The sign bit 0 indicate it is a positive number. The exponent bit 01111111 represents an actual exponent of 0 (after adjusting for bias of -1023). The Mantissa 0000....0000 represents value of 1.0

Let's take a look at Number.MAX_SAFE_INTEGER value in IEEE 754 format

| sign  |  exponent   |   mantissa   |
    0     10000110011    1111...1111
= 9007199254740991 (Number.MAX_SAFE_INTEGER)

The exponent value 10000110011 represents actual exponent of 52 (1075 - 1023). The Mantissa 1111...1111 (all set) represents value of 1.1111111111111111111111111111111111111111111111111111.

Using the formula presented earlier, we can get decode the IEEE 754 representation and calculate the actual value of Number.MAX_SAFE_INTEGER

$$1.1111111111111111111111111111111111111111111111111111×2^{52}$$

Notice that all 52 bits for Mantissa part of the representation are set. So what happens if we want to represent value of Number.MAX_SAFE_INTEGER + 1 in IEEE 754 format?

Lets add 1 to the previous value of Number.MAX_SAFE_INTEGER in IEEE 754 format. All we do is add 1 to the Mantissa and arrive at the following:

| sign  |  exponent   |   mantissa   |
    0     10000110100    0000...0000
= 9007199254740992 (Number.MAX_SAFE_INTEGER + 1)

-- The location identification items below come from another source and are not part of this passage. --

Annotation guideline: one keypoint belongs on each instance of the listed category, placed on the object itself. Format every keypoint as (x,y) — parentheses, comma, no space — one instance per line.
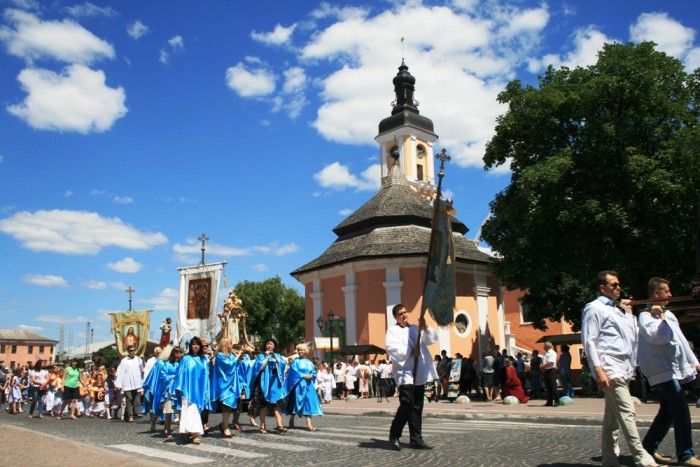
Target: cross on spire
(203,238)
(442,157)
(130,291)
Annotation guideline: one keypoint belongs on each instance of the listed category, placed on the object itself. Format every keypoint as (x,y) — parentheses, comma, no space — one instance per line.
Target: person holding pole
(413,367)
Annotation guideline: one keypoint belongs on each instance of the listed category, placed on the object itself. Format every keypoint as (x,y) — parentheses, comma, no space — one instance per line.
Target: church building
(380,254)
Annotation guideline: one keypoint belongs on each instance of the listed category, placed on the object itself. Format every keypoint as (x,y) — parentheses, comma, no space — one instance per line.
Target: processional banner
(197,301)
(131,328)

Observe how the bit is carried forward and the exponent becomes 10000110100, with an actual exponent value of 53 (1076-1023). Calculating 2^53 is straightforward, and we arrive at the value of 9007199254740992 since the Mantissa is 1.0.

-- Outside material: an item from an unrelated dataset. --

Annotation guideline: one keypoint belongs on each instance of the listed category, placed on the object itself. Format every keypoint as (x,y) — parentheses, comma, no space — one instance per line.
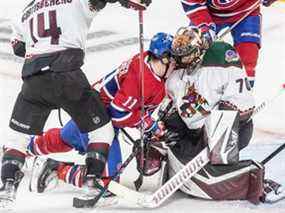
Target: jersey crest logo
(231,56)
(193,103)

The next representable number in IEEE 754 format is 9007199254740994, with the binary format as follows:

| sign  |  exponent   |   mantissa   |
    0     10000110100    0000...0001
= 9007199254740994 (Number.MAX_SAFE_INTEGER + 3)

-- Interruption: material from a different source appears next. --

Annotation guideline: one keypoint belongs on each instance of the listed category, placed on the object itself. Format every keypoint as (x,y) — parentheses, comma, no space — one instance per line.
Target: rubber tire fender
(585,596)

Now you might ask, what has changed? Look closely at how the actual exponent value has increased. This means that we've shifted the overall scaling of the formula by 2. As a result, we've lost the ability to represent the number Number.MAX_SAFE_INTEGER + 2 (9007199254740993).

We can verify this by running the following code in JavaScript

// 9007199254740991
console.log(Number.MAX_SAFE_INTEGER);
// 9007199254740992
console.log(Number.MAX_SAFE_INTEGER + 1);
console.log(Number.MAX_SAFE_INTEGER + 2);
// 9007199254740994
console.log(Number.MAX_SAFE_INTEGER + 3);

I've found IEEE-754 Analysis by Dr. Christopher to be useful in visualising effect of Exponent on precision.

Conclusion

While JSON simplifies data exchange with its straightforward number representation, it also brings challenges, particularly in cross-language data handling. The key issue arises from different programming languages interpreting numeric values differently, affecting their size and precision. This is evident in interactions between Go and JavaScript, where Go's int64 can lose precision in JavaScript due to its IEEE 754 double-precision floating-point format.

Understanding the limitations of IEEE 754 is crucial, especially for high-precision needs like financial computations. Developers must be aware of these differences and consider alternative strategies, such as string representations for large numbers or specialized libraries, to ensure data integrity.

Ultimately, this highlights the importance of a nuanced understanding of the tools and languages we use, emphasizing precision and accuracy in software engineering.